W0270

Atomic Resolution Structures of Human Aldose Reductase Holoenzyme Complexed with Fidarestat and Minalrestat. O. El-Kabbani,¹ C. Darmanin,¹ T.R. Schneider,² I. Hazemann,³ M. Oka,⁴ A. Joachimiak,⁵ C. Schulze-Briesse,⁶ T. Tomizaki,⁶ A. Mitschler,³ and A. Podjarny³ ,¹Dept. of Medicinal Chemistry, Victorian College of Pharmacy, Monash Univ. (Parkville Campus), Australia, ²Dept. of Structural Chemistry, Unive. of Göttingen, Göttingen, Germany, ³UPR de Biologie Structurale, IGBMC, CNRS INSERM ULP, Illkirch, France, ⁴Sanwa Kagaku Kenkyusyo Co., Ltd., Nagoya, Japan, ⁵SBC, APS, Argonne, IL, USA, ⁶SLS, PSI, Villigen, Switzerland.

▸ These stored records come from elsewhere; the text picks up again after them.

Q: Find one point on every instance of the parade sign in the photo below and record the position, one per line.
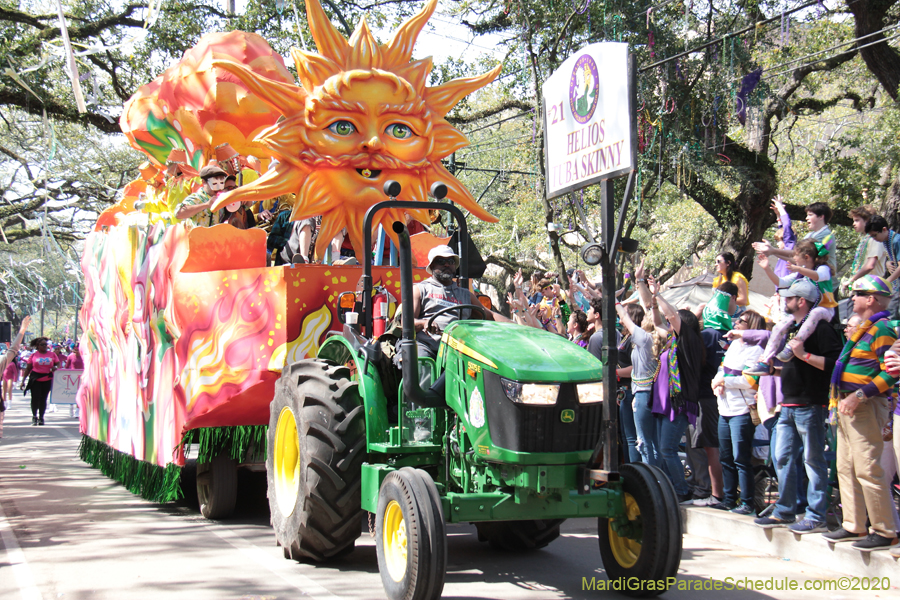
(588, 119)
(65, 386)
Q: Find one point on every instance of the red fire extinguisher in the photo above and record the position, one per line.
(380, 311)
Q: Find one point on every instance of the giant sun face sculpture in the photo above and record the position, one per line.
(361, 116)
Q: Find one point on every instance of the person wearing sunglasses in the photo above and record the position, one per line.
(800, 431)
(438, 292)
(736, 394)
(861, 386)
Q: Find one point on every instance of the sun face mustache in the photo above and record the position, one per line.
(360, 161)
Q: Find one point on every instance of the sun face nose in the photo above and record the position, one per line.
(373, 144)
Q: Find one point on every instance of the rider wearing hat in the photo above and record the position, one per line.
(196, 206)
(860, 392)
(438, 292)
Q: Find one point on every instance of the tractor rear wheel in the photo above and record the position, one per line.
(316, 446)
(217, 487)
(410, 536)
(519, 536)
(650, 549)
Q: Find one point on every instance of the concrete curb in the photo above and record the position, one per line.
(811, 549)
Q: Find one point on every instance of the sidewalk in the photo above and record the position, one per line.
(811, 549)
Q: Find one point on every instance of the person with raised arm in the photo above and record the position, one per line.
(9, 360)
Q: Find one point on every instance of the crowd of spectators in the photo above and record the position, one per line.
(705, 383)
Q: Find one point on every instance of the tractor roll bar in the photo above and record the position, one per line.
(368, 317)
(409, 352)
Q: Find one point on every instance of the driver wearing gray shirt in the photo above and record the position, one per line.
(438, 292)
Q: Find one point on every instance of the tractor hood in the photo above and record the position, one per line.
(522, 353)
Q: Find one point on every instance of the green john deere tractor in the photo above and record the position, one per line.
(506, 430)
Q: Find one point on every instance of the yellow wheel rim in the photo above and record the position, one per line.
(626, 550)
(287, 462)
(393, 540)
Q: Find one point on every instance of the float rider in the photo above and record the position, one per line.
(196, 206)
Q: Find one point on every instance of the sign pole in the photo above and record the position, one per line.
(610, 350)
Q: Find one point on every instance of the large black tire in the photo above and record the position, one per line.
(217, 487)
(410, 536)
(654, 554)
(519, 536)
(316, 446)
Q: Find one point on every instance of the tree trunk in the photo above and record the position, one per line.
(882, 60)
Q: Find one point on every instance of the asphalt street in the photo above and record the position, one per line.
(68, 532)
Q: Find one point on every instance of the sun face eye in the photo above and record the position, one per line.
(399, 131)
(342, 128)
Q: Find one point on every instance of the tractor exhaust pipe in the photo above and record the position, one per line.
(409, 351)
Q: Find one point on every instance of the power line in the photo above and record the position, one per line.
(885, 30)
(726, 36)
(884, 41)
(526, 113)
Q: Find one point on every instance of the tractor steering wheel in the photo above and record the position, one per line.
(477, 307)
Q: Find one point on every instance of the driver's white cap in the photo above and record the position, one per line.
(443, 250)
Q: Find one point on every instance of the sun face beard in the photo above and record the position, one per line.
(342, 196)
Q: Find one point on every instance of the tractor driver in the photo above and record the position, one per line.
(440, 291)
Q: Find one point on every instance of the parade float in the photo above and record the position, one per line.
(191, 339)
(187, 328)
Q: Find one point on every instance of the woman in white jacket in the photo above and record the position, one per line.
(736, 393)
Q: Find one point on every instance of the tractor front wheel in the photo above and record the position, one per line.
(410, 536)
(316, 446)
(645, 543)
(217, 487)
(519, 536)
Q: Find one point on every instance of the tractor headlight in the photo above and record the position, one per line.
(588, 393)
(530, 393)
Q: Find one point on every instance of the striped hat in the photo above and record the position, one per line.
(870, 284)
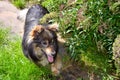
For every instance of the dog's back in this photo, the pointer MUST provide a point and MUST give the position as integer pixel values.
(40, 42)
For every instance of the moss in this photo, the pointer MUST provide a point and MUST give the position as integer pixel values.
(116, 54)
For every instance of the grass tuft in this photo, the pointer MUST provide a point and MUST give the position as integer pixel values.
(14, 65)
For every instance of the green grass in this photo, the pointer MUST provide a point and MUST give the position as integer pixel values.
(13, 64)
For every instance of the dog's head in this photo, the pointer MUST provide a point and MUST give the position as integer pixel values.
(46, 39)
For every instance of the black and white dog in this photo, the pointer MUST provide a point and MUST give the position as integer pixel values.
(40, 42)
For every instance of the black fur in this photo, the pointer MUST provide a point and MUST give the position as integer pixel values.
(32, 19)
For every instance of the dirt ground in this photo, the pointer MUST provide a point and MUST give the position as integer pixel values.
(8, 17)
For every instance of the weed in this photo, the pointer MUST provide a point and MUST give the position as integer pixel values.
(14, 65)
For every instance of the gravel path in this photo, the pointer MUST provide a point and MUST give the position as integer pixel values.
(8, 18)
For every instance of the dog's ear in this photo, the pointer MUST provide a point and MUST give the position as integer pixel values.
(36, 31)
(54, 27)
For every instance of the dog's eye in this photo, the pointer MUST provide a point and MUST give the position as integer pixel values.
(44, 43)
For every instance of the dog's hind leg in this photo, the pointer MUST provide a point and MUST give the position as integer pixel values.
(56, 66)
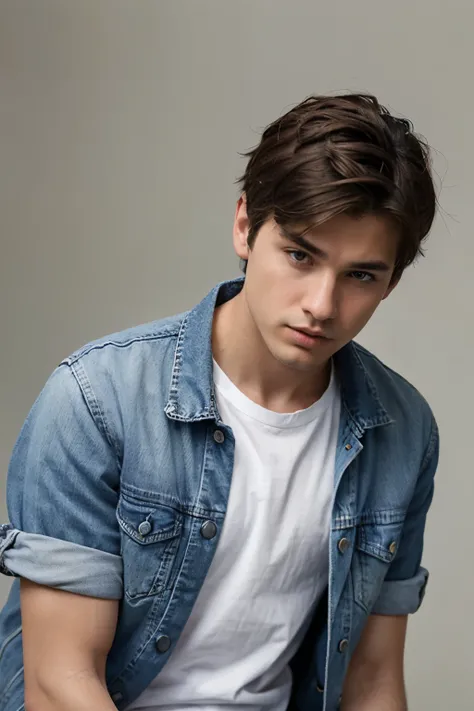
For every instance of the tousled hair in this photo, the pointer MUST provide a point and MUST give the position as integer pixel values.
(333, 155)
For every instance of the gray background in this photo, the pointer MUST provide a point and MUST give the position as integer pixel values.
(120, 126)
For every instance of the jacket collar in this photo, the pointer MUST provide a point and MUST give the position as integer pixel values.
(191, 395)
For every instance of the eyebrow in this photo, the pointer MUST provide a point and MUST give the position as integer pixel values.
(375, 265)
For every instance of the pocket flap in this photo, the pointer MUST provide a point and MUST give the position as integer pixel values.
(148, 524)
(380, 540)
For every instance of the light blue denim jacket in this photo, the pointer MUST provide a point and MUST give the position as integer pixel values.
(123, 458)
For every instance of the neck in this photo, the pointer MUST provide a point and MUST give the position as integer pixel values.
(242, 354)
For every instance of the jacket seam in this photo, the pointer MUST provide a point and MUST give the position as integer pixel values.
(71, 360)
(93, 405)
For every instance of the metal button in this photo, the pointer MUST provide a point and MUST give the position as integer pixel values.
(219, 436)
(343, 545)
(343, 645)
(144, 528)
(163, 643)
(208, 530)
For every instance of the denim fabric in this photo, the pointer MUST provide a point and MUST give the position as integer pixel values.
(117, 467)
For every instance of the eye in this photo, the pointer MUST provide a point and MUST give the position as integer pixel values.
(297, 256)
(364, 277)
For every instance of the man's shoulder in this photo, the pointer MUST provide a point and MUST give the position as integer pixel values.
(398, 395)
(130, 341)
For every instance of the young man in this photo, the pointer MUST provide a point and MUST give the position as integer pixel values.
(225, 509)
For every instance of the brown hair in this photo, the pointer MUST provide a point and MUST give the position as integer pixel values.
(342, 154)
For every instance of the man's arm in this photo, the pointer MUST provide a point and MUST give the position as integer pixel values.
(375, 680)
(66, 639)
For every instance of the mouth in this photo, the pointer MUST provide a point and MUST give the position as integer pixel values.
(308, 338)
(310, 333)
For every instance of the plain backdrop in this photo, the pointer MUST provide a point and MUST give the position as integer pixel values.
(121, 124)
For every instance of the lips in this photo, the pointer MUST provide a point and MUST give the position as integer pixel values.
(310, 333)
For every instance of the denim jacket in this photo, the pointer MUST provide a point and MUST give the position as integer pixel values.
(124, 458)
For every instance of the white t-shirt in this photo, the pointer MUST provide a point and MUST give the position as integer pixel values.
(271, 564)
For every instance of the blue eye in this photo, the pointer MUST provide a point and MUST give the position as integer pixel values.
(363, 276)
(298, 256)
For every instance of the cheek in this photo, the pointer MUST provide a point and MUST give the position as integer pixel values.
(357, 309)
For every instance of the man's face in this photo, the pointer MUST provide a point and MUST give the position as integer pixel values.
(310, 295)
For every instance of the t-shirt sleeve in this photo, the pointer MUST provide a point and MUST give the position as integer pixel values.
(62, 493)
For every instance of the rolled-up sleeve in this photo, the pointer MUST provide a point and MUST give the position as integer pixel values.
(62, 492)
(405, 584)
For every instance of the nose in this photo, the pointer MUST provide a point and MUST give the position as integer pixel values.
(320, 298)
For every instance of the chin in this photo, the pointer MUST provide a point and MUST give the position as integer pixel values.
(301, 360)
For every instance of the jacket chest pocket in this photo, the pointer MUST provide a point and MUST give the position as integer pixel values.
(376, 547)
(151, 536)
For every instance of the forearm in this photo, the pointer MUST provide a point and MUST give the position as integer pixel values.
(372, 694)
(81, 691)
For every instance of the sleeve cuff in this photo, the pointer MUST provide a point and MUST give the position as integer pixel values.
(60, 564)
(402, 597)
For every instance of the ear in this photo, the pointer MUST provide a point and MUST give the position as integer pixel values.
(241, 229)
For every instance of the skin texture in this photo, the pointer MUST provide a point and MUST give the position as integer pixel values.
(331, 284)
(375, 678)
(66, 639)
(287, 286)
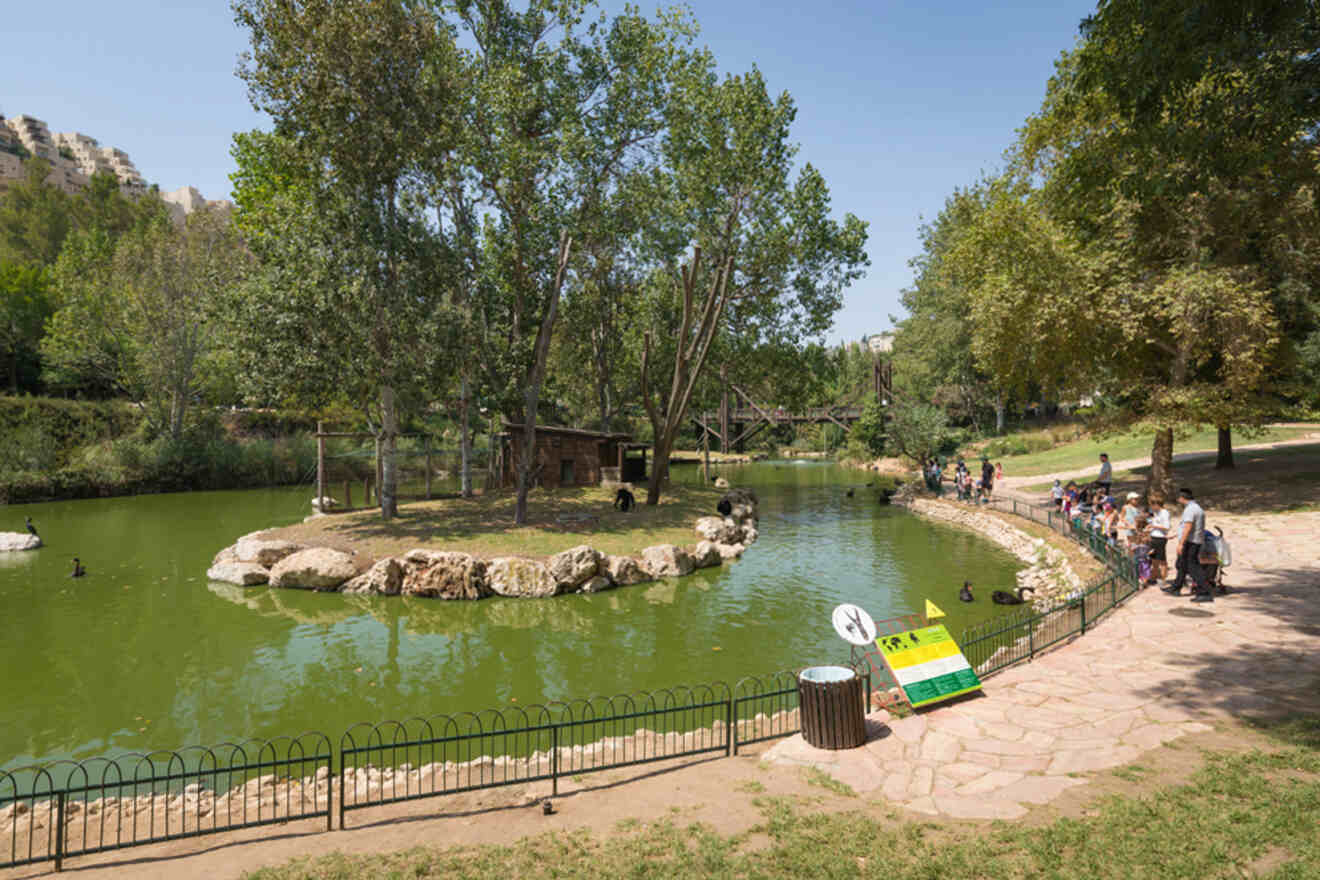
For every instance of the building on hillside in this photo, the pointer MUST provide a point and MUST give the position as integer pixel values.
(572, 457)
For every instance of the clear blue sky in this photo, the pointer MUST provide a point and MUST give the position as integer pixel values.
(899, 102)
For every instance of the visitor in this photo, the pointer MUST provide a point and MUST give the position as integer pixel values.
(1160, 524)
(1188, 549)
(1106, 474)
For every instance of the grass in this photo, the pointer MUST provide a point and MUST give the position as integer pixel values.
(1248, 813)
(485, 525)
(1267, 480)
(1084, 454)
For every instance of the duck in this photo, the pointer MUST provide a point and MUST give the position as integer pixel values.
(1005, 598)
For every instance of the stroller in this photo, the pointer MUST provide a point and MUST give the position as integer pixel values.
(1216, 556)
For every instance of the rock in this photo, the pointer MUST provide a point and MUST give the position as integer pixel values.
(313, 569)
(706, 554)
(16, 541)
(384, 578)
(520, 578)
(244, 574)
(264, 550)
(730, 550)
(573, 567)
(595, 585)
(665, 560)
(718, 529)
(623, 571)
(438, 574)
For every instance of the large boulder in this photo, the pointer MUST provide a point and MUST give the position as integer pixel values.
(252, 548)
(16, 541)
(595, 585)
(384, 578)
(520, 578)
(623, 571)
(706, 554)
(313, 569)
(665, 560)
(573, 567)
(718, 529)
(244, 574)
(438, 574)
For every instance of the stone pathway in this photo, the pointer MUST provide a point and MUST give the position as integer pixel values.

The X-ray structures of human aldose reductase holoenzyme in complex with the inhibitors Fidarestat (SNK-860) and Minalrestat (WAY-509) were determined at atomic resolutions of 0.92 Å and 1.1 Å, respectively. The hydantoin and succinimide moieties of the inhibitors interacted with the conserved anion-binding site located between the nicotinamide ring of the coenzyme and active site residues Tyr48, His110 and Trp111. Minalrestat’s hydrophobic isoquinoline ring was bound in an adjacent pocket lined by residues Trp20, Phe122 and Trp219, with the bromo-fluorobenzyl group inside the 'specificity' pocket. The interactions between Minalrestat’s bromo-fluorobenzyl group and the enzyme include the stacking against the side-chain of Trp111 as well as hydrogen bonding distances with residues Leu300 and Thr113. The carbamoyl group in Fidarestat formed a hydrogen bond with the main-chain nitrogen atom of Leu300. The atomic resolution refinement allowed the positioning of hydrogen atoms and accurate determination of bond lengths of the inhibitors, coenzyme NADP⁺ and active site residue His110. The clear electron density in the active site region indicated the imidazole ring of His110 was protonated at the Nε2 atom position and formed a hydrogen bond with the negatively charged 1'-position nitrogen atom in the hydantoin and succinimide moieties of Fidarestat and Minalrestat, respectively, an observation that may have important implications on drug design.